3. The stereo-image photographing apparatus according to claim 2, wherein:

the first lens barrel is a lens barrel to and from which the first lens barrel holding member is attachable and detachable; and

the second lens barrel is a lens barrel to and from which the second lens barrel holding member is attachable and detachable.

4. The stereo-image photographing apparatus according to claim 2, further comprising:

a beam-splitter holding member retaining the beam splitter;

a first imaging-device holding member retaining the first imaging device;

a second imaging-device holding member retaining the second imaging device; and

a base member retaining the beam-splitter holding member, the first imaging-device holding member, and the second imaging-device holding member; wherein the first imaging-device holding member maintains a positional relationship, determined by the first lens-barrel holding member, between the first lens barrel and the beam splitter, and the second imaging-device holding member maintains a positional relationship, determined by the second lens-barrel holding member, between the second lens barrel and the beam splitter.

5. The stereo-image photographing apparatus according to claim 4, wherein the beam splitter holding member and the base member are integrally formed.

6. The stereo-image photographing apparatus according to claim 2, further comprising a beam splitter holding member retaining the beam splitter; wherein

the first lens-barrel holding member and the second lens-barrel holding member are attached to the beam splitter holding member,

the first imaging device is held by the first lens-barrel holding member, and

the second imaging device is held by the second lens-barrel holding member.
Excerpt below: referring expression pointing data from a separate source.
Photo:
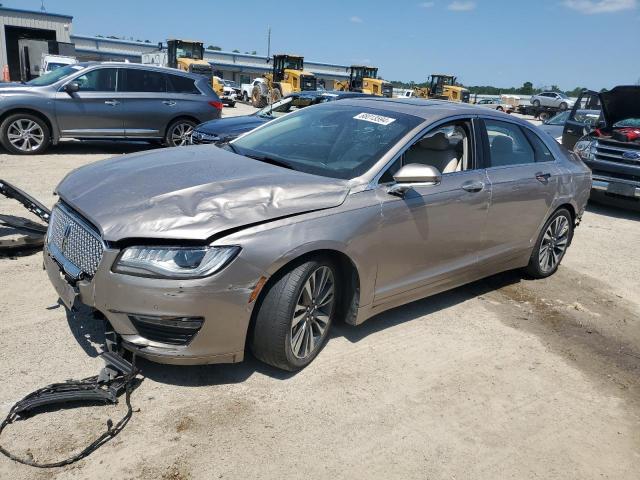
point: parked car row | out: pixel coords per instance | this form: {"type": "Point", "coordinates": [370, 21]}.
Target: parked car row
{"type": "Point", "coordinates": [109, 100]}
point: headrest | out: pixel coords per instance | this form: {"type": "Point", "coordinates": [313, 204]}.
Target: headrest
{"type": "Point", "coordinates": [439, 141]}
{"type": "Point", "coordinates": [502, 143]}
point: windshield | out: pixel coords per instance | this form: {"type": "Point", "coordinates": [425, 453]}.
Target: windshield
{"type": "Point", "coordinates": [54, 76]}
{"type": "Point", "coordinates": [332, 140]}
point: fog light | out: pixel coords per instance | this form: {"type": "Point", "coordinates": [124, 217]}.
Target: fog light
{"type": "Point", "coordinates": [170, 330]}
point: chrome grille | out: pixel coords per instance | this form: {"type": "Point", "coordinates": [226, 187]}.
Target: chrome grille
{"type": "Point", "coordinates": [72, 239]}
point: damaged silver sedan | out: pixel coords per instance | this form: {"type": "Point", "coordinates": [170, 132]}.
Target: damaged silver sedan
{"type": "Point", "coordinates": [337, 212]}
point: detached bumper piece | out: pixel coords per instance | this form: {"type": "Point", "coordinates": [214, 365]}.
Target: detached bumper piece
{"type": "Point", "coordinates": [116, 377]}
{"type": "Point", "coordinates": [28, 235]}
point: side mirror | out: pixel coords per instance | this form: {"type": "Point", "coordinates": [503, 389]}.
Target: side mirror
{"type": "Point", "coordinates": [414, 175]}
{"type": "Point", "coordinates": [71, 87]}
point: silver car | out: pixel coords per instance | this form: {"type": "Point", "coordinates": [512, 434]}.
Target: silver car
{"type": "Point", "coordinates": [111, 100]}
{"type": "Point", "coordinates": [338, 211]}
{"type": "Point", "coordinates": [552, 99]}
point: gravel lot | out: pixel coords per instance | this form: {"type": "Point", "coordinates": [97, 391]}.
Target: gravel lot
{"type": "Point", "coordinates": [503, 378]}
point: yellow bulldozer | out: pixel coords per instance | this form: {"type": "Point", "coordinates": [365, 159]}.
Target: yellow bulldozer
{"type": "Point", "coordinates": [365, 79]}
{"type": "Point", "coordinates": [443, 87]}
{"type": "Point", "coordinates": [187, 55]}
{"type": "Point", "coordinates": [287, 76]}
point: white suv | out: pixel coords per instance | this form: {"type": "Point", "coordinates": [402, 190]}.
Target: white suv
{"type": "Point", "coordinates": [552, 99]}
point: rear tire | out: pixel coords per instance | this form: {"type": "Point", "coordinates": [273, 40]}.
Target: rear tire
{"type": "Point", "coordinates": [24, 134]}
{"type": "Point", "coordinates": [555, 237]}
{"type": "Point", "coordinates": [292, 325]}
{"type": "Point", "coordinates": [179, 133]}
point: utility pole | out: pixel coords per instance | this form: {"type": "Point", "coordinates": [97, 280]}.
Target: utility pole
{"type": "Point", "coordinates": [269, 42]}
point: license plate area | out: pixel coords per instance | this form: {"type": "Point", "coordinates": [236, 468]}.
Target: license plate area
{"type": "Point", "coordinates": [623, 189]}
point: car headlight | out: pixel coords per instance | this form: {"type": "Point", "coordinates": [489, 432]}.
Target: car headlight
{"type": "Point", "coordinates": [585, 149]}
{"type": "Point", "coordinates": [174, 262]}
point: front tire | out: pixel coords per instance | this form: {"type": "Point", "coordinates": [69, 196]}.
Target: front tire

7. The stereo-image photographing apparatus according to claim 2, further comprising at least one of either a slider mounted on the first light-exit surface of the beam splitter to enable the first lens-barrel holding member to parallel-shift along the longer side of the rectangular form, or a slider mounted on the second light-exit surface of the beam splitter to enable the second lens-barrel holding member to parallel-shift along the longer side of the rectangular form.

8. The stereo-image photographing apparatus according to claim 1, further comprising a slider rectilinearly shiftably guiding the second lens barrel and the second imaging device along the longer side of the rectangular form, and restricting the second lens barrel and the second imaging device against shifting along a line orthogonal to the longer side.

9. The stereo-image photographing apparatus according to claim 8, wherein the slider is provided on the second light-exit surface of the beam splitter to guide the second lens barrel paralleling the second light-exit surface along the longer side of the rectangular form.

10. The stereo-image photographing apparatus according to claim 8, further comprising a second imaging-device holding member retaining the second imaging device, wherein

the slider is mounted on the second imaging-device holding member to guide the second imaging device and the second lens barrel along the longer side of the rectangular form.